Fernando is from Caracas. His family could afford a good art education for him in NYC, but then the failure of the country's economy led him and his siblings to search for opportunities abroad. He moved to Cancún, México, with his old girlfriend, but the change was harsh, and he broke up with her after a year. He got a highly paid job as a butler in a luxury resort and fell madly in love with a Mexican girl. He thought he had found the ideal partner, but she left him in Dec 2019, giving him “a taste of the same medicine,” he says, remembering the abrupt way he ended his previous relationship. 

“I got deeply depressed. I had to let go of the past, but I couldn't digest anything. I lost faith in love; perhaps I was blind and missed some signs.” A dark cloud oppressed him for months. He even stopped walking Mowgli, the dog he had rescued from the streets two years before: “He peed on the furniture around the house,” he says. 

Fernando felt a compelling need to vent his rage and started boxing. “I gave and received many punches while sparring, but I felt thankful, even when a girl broke my nose. There I found a good comradeship.” 

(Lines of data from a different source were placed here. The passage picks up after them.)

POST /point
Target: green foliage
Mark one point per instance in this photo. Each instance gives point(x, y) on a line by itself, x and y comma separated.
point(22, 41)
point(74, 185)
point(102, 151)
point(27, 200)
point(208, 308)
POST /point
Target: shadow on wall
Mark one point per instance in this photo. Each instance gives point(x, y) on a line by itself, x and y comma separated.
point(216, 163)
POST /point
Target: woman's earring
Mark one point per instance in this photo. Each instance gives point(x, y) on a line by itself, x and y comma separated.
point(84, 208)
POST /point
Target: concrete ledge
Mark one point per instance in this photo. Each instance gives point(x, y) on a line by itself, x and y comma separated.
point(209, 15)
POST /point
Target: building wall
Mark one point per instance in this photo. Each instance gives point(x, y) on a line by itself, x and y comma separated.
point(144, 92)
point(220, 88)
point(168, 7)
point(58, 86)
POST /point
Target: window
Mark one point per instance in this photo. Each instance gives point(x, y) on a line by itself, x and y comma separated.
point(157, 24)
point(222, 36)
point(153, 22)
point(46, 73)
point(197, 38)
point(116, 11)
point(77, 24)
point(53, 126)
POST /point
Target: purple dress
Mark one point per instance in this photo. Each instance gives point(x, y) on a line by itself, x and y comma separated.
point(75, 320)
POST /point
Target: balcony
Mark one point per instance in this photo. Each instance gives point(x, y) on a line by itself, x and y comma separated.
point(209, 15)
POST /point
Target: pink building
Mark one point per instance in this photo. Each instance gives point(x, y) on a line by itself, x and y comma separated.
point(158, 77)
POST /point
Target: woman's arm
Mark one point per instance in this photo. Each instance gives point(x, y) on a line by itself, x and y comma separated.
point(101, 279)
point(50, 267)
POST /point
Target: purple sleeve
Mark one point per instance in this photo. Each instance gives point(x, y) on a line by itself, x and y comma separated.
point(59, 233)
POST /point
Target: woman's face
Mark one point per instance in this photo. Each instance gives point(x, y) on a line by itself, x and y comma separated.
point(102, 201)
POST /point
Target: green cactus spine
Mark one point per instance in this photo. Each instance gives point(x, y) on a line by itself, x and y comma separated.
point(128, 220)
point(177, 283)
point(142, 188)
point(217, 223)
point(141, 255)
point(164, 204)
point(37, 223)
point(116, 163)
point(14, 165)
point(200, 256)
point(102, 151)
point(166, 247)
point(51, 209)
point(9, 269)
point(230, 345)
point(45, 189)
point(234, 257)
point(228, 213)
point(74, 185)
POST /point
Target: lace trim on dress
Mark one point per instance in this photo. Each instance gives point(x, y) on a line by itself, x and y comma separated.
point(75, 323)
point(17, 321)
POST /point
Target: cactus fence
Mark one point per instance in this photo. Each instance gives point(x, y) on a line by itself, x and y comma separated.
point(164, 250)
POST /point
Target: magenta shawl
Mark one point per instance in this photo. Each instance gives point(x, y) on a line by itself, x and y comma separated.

In March 2020, his boss announced to the employees that the tourists would stop coming and they would have to fire everyone in order of seniority. Fernando took the chance to go back to art, did some paid illustrations, and bought a bicycle for food home-delivery. “Cancún keeps being dead, and it's time to leave this nice house that haunts me, as I planned to live here with my girlfriend.” Eventually, I portray Fernando, but first, he puts on some earrings and, while I draw him, he tells me more of his story…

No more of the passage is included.